Posts Tagged ‘death’



The Graveyard

The Graveyard is a postmodern video game that the creators liken to interactive poetry. It only lasts five minutes. It only requires one hand to play. It feels very much like the introspective musical interludes in late-1930s films.

The mechanic is based on what I call the “zen bullshit” aspect of games like Shenmue and GTA, where you have to slog through some utterly mindless segment in order to advance the story (read: pad out the game.) The task can be something like washing a floor, loading shipping pallets, or graffitti-tagging a wall. There is absolutely no thought or skill involved. It is always a complete waste of the gamer’s time, because it is not fun. Shenmue was full of this garbage. GTA 3 made the Shenmue shell actually fun (by adding cartoon mayhem sprinkles) but later iterations were tainted by everyone trying to be all Serious Gangsta. People might play through a GTA game to see the story, but I don’t know anyone who loves the story.

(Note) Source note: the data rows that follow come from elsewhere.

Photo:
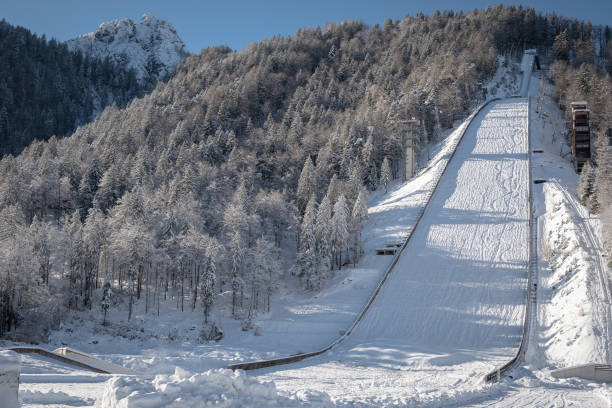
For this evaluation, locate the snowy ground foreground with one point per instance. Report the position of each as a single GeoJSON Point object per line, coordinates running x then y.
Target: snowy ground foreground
{"type": "Point", "coordinates": [452, 308]}
{"type": "Point", "coordinates": [47, 383]}
{"type": "Point", "coordinates": [157, 345]}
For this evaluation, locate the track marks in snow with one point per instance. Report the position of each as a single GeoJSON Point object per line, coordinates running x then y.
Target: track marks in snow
{"type": "Point", "coordinates": [452, 307]}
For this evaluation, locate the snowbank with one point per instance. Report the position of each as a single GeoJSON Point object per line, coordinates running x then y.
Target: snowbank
{"type": "Point", "coordinates": [10, 363]}
{"type": "Point", "coordinates": [214, 388]}
{"type": "Point", "coordinates": [575, 334]}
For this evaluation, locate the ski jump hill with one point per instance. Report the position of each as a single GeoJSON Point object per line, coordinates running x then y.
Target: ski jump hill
{"type": "Point", "coordinates": [455, 302]}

So: The Graveyard.Your task in the game (as an old woman) is to walk through a graveyard, sit down on the bench in the middle, and think about/listen to a song about death. After the song ends, you may continue to sit and reflect. When you are ready, you rise, walk out of the graveyard, and the game is over.

It isn’t quite the “swing scene” in IKIRU, but it worked for me. Watching a video won’t quite work — part of the point is the immersion and self-direction a game allows — but I’ll link it anyway.

That the only additional feature in the registered version is “the possibility of your character’s death” is both hilarious and sensible.